Friday, January 22, 2016

Avoid familiar results on minority contracting



Recent reports of Mayor Jim Kenney’s goal to ensure 45 percent of workers on city-funded construction sites be minority can be viewed one of two ways – with skepticism or hope.

In a radio interview earlier this week on WURD-900 AM with Solomon Jones and written about in The Tribune, the mayor implied he wouldn’t blame critics for choosing the former: “Look, people should be skeptical, and people should say, ‘We’ve heard this before.’ ”


Indeed, we have.

For example, when former Mayor Michael Nutter came in, he immediately appointed an 18-member diversity commission. It discovered that of the $26.3 billion generated by local construction contractors, less than 1 percent of the gross receipts went to African-American and Hispanic businesses. It said female-owned companies earned about 5 percent of the revenue.

Nutter’s commission made 31 recommendations to increase the number of minority companies getting construction jobs, and made another 40 recommendations to increase the number of minority workers employed at construction sites. It concluded the building trade unions should have a membership goal of 32 percent minority and 7 percent female.

Yet here we are, still, trying to address stark disparities in contract awards and opportunities for minorities.

Some progress has been made in awarding city contact dollars. Between 1998 and 2003, then-City Councilman W. Wilson Goode told The Philadelphia Daily News that only 2.3 percent of contracts went to minority-owned businesses and 2.2 percent went to women. Nearly 96 percent of city-contracted work was handled by companies owned by white men.

A study conducted by Econsult Solutions Inc. and Milligan & Company LLC, found that in fiscal 2014, the city awarded $267 million in contracts to minorities, reflecting about 29 percent participation.

But the construction trades have remained particularly stubborn. Government statistics quoted in the Tribune story estimated those trades are 99 percent male and 74 percent white.

“First, we need a baseline on where we are right now,” Ryan Boyer, business manager for Laborers’ District Council of Philadelphia, told The Tribune. While most of its members are African American, Hispanic or Asian, they are also the lowest paid of the trades.

Boyer viewed Kenney’s goal favorably, telling The Tribune the mayor was “dedicated to making substantial improvement there. Kenney has a robust plan, and has been meeting behind closed doors to create a fair system.”

Boyer said the system would openly post apprenticeship exams and follow-up with improvement tips to those who failed the tests. And a new grading system would move away from a strict pass-or-fail system.

The glimmer of hope we might draw from Kenney’s goal-setting partly lies in the handful of successes that have taken place with minority participation in public projects. At the Convention Center, non-white and female participation totaled 35 percent, when measured in hours worked.
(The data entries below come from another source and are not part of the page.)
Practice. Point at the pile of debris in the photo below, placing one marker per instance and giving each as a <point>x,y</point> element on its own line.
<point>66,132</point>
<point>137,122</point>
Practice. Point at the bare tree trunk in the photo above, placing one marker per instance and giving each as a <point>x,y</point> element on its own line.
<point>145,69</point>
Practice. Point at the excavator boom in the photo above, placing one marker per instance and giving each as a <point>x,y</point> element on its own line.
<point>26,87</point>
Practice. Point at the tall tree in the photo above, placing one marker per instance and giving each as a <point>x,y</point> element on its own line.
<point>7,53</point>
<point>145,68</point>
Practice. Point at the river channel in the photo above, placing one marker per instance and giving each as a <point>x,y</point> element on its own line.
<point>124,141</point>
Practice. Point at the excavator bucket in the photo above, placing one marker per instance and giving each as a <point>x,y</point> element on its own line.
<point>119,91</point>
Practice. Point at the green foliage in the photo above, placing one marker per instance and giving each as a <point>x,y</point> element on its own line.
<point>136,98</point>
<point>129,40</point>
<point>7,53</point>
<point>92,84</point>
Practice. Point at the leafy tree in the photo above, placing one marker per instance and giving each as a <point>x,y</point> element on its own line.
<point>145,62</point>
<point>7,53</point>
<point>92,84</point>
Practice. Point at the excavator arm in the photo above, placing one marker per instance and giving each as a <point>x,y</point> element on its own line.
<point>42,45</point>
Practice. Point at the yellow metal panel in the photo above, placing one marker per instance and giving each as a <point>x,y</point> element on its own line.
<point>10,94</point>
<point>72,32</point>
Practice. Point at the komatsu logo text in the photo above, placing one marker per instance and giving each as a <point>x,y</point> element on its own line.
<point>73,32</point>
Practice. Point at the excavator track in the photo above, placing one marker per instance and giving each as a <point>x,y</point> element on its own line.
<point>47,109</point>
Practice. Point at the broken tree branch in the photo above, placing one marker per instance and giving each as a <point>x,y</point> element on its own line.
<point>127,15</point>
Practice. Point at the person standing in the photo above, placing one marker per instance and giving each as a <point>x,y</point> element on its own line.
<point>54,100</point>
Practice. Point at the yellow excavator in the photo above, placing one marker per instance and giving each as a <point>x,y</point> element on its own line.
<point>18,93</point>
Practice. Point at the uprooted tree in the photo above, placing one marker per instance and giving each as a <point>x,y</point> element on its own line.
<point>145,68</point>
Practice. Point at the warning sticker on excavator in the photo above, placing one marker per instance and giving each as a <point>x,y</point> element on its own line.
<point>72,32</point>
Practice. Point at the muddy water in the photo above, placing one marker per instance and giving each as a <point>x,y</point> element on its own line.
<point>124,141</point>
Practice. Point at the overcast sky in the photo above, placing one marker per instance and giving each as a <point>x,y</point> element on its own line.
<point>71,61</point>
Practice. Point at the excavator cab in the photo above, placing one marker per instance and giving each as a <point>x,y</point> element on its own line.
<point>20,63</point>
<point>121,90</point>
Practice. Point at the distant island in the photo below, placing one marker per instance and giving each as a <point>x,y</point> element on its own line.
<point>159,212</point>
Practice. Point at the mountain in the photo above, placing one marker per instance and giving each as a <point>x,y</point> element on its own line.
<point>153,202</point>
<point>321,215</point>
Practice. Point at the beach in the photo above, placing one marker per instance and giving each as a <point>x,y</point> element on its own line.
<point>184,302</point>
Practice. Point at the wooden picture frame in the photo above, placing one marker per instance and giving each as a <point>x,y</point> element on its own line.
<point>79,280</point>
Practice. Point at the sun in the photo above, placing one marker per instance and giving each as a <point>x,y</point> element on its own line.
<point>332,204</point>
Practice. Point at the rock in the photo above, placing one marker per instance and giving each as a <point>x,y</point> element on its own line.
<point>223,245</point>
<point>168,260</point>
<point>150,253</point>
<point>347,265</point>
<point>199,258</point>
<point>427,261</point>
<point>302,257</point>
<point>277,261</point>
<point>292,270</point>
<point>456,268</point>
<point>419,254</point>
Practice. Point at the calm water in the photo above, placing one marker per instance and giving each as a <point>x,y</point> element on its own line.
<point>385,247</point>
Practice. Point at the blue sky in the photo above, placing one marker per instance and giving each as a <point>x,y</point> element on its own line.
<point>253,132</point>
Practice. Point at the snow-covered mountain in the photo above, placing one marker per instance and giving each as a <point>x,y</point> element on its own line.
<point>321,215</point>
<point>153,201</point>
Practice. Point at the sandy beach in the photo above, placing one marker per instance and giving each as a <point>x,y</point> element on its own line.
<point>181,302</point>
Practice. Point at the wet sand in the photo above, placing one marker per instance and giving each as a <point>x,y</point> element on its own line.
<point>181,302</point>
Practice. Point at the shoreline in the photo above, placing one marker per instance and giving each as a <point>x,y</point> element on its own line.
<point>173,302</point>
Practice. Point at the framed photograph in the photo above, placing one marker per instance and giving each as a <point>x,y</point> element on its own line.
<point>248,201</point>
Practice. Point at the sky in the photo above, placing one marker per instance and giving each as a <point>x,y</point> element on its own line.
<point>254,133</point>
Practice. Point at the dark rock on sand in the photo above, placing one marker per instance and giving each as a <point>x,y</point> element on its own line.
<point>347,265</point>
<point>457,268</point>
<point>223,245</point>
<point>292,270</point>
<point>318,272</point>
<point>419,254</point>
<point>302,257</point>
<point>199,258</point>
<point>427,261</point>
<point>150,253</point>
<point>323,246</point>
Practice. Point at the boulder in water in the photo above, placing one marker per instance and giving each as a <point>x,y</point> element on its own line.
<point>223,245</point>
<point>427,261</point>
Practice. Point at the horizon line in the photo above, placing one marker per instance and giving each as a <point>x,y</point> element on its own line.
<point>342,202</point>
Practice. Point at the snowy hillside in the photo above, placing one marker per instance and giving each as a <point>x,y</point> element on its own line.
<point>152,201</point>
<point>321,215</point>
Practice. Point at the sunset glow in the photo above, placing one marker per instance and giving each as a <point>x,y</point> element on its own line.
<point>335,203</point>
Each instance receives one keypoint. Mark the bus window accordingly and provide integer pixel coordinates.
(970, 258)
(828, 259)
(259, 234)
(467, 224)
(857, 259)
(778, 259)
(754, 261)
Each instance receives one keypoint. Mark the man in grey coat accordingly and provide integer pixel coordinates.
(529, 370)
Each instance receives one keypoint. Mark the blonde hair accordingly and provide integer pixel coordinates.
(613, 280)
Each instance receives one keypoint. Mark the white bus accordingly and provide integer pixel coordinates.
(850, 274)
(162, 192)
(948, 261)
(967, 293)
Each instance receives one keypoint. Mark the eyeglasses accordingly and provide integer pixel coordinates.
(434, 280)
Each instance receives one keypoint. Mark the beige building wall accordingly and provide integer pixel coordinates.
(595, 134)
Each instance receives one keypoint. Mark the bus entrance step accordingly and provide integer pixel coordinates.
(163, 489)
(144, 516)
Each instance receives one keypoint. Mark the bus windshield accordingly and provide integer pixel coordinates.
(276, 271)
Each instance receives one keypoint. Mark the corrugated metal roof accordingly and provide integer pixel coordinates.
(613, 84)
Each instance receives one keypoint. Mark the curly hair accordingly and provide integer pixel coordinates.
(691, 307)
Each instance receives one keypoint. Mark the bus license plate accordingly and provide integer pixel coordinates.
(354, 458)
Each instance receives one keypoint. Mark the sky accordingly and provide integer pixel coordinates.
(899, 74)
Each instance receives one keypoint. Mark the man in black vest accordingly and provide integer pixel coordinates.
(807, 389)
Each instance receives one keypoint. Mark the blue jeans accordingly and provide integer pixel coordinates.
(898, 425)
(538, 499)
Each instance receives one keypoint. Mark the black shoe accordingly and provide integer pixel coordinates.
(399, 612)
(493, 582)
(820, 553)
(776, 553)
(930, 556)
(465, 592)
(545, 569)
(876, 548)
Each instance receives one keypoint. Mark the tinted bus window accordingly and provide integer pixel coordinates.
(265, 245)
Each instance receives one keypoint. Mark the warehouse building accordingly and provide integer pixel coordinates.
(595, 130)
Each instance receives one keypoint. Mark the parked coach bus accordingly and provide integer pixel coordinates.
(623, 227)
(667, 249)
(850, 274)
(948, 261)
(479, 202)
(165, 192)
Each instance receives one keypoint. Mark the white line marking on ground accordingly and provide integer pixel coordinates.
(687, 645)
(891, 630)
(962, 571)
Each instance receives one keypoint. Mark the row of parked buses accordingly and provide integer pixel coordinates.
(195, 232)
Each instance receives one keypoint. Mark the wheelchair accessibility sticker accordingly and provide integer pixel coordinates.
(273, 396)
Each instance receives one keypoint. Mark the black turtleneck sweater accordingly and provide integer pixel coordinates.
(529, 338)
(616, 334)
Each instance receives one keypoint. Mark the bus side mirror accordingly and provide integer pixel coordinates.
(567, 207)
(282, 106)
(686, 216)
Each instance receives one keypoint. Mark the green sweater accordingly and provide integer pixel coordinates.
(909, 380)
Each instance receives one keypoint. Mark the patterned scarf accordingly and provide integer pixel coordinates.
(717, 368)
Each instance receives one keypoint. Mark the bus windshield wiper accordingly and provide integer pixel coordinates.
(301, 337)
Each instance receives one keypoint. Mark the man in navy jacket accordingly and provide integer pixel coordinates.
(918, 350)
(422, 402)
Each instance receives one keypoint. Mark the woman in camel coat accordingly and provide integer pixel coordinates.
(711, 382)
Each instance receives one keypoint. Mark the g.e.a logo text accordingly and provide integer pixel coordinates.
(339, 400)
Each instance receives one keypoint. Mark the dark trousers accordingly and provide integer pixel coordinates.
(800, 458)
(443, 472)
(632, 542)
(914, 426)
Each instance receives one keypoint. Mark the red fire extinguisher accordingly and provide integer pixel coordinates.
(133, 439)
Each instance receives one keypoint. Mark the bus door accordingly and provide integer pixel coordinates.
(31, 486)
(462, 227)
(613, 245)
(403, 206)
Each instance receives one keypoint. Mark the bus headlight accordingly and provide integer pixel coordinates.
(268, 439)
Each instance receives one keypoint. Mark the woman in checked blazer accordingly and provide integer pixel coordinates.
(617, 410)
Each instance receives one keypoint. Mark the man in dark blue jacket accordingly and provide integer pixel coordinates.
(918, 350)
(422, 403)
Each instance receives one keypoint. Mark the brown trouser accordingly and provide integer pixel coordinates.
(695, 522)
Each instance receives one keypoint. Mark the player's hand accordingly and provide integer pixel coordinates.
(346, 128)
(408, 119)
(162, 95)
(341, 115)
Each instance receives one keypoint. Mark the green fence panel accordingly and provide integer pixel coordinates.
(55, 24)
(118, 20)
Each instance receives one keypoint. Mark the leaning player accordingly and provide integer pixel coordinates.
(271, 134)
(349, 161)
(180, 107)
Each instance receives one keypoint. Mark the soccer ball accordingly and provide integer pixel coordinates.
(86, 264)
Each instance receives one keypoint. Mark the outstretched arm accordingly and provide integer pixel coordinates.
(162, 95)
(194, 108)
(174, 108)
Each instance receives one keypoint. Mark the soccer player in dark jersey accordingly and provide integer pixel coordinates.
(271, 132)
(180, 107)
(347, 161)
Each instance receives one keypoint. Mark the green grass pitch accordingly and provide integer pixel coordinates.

A $46 million Water Department project, which involves underground storage tanks for Venice Island in Manayunk, included 33 percent minority and 5 percent female participation. A report said 48 percent of the workers were Philadelphians.

So diversity in contracting is not a matter of can’t. It’s a matter of won’t.

And Kenney’s close ties with labor leader John Dougherty heighten our skepticism toward lofty promises in an industry that rarely changes. Dougherty is the head of the Philadelphia Building and Construction Trades Council and business manager for Local 98 of the International Brotherhood of Electrical Workers, which in recent years has contributed mightily to campaigns throughout Pennsylvania, including the new mayor’s.

But to the doubters, Kenney said, “The only thing we can do is produce, and I think that I am in a position now because of the support I received and the coalitions I received with the building trades.”

Let’s hope this time will be the time that really makes a difference.